Fastly Outage

by pcr0on 6/8/2021, 9:57 AMwith 694 comments

by lpmitchellon 6/8/2021, 10:00 AM

This seems to be impacting a number of huge sites, including the UK government website[0].

[0] https://www.gov.uk/

https://m.media-amazon.com/

https://pages.github.com/

https://www.paypal.com/

https://stackoverflow.com/

https://nytimes.com/

Edit:

Fastly's incident report status page: https://status.fastly.com/incidents/vpk0ssybt3bj

by austinjpon 6/8/2021, 10:18 AM

Yeah so it's been mentioned in the comments already, but to everyone in Fastly right now: I feel for you. Something like this must be insanely stressful, and not just during the outage.

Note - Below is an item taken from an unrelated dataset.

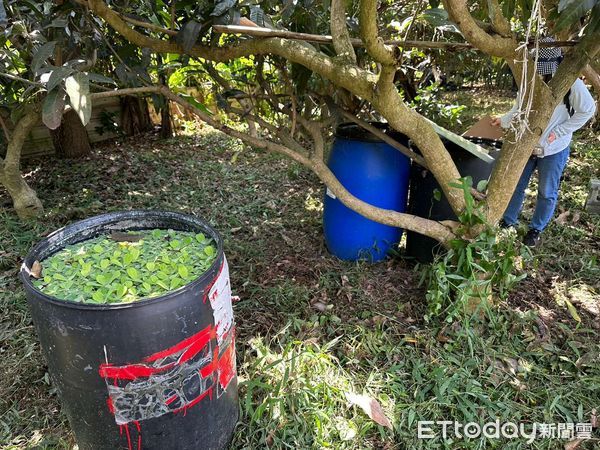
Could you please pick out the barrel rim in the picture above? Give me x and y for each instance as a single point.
(115, 217)
(354, 132)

There will be (should be) a massive post-mortem. People will be losing sleep over this for days, weeks, months.

:(

Edit: There seems to be a major empathy outage in this thread. Disgusted but not surprised, unfortunately.

by iso1631on 6/8/2021, 10:05 AM

https://easydns.com/blog/2020/07/20/turns-out-half-the-inter...

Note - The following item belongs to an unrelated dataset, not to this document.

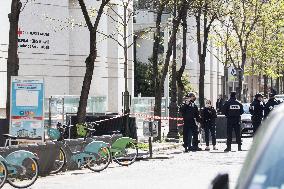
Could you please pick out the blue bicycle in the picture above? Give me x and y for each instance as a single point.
(19, 168)
(94, 155)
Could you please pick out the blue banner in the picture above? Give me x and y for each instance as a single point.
(27, 111)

The whole idea of the internet was a distributed network impervious to most attacks.

The reality is that a single failure can knock out 90% of the services people use.

by mrzoolon 6/8/2021, 10:04 AM

Why is this a link to the Fastly homepage, where absolutely no information is provided?

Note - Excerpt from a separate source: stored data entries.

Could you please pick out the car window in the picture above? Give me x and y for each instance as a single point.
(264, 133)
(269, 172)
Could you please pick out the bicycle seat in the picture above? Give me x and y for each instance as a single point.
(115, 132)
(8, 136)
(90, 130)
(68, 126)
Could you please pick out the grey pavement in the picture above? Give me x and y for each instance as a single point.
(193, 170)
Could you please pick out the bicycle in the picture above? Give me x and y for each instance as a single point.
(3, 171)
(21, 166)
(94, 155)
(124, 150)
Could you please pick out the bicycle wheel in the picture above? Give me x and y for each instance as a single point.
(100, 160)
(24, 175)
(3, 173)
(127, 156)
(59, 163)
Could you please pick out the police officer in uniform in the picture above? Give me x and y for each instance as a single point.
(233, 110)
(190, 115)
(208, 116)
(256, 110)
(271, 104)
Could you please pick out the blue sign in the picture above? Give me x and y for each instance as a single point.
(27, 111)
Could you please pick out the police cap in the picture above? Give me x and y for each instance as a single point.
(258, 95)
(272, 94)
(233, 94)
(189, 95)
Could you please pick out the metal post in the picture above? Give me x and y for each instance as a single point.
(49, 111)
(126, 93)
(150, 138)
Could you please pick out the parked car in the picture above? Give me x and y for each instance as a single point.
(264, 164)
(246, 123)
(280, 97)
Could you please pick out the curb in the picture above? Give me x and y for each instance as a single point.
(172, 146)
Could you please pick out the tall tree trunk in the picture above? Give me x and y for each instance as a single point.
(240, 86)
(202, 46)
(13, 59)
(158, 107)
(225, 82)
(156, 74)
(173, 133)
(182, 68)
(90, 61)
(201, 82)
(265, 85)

This is the page that should be linked:

https://status.fastly.com

by baroslon 6/8/2021, 10:04 AM

I didn't know so many sites were depending on Fastly. Stack Overflow, GitHub, reddit, .... Even pip is unavailable. My development workflow is completely janked up. It is a bit scary that we are putting too many eggs in one basket.

by csmattryderon 6/8/2021, 10:00 AM

Here's the status page incident for this.

https://status.fastly.com/incidents/vpk0ssybt3bj

by optiomal_isgoodon 6/8/2021, 10:23 AM

Amazon.com was completely broken here (Europe) and they're back, I was observing from where the assets were loaded from and they switched from EU to NA as a failover. Homework well done.

by creamyhorroron 6/8/2021, 10:00 AM

basically the internet is down

reddit, stackoverflow, github, paypal, pypi, twitter, twitch, NYT, CNN, BBC, the Guardian...

edit: wow, even Amazon.com relies on Fastly for some of its edge caches!

by atymicon 6/8/2021, 10:26 AM

This has got to be even bigger than when cloudflare went offline, in terms of big companies affected. Clearly they have way more F500 customers than CF.

Good luck to the on call engineers!

by omkon 6/8/2021, 1:02 PM

This outage made me realize that github is served over a single IP address (A record) for my point of origin (India). Stackoverflow has 4 A record listing, but all of these belong to fastly.

The internet is designed for redundancy. Wonder why these companies don't have a fail over network. Makes me wonder if cost is factor considering their already massive infra. But a single point of failure ... <confused>.

by k_on 6/8/2021, 10:50 AM

Update: The issue has been identified and a fix is being implemented. Posted Jun 08, 2021 - 10:44 UTC

Seems like this is being resolved; curious to see the details afterwards

(from https://status.fastly.com/incidents/vpk0ssybt3bj)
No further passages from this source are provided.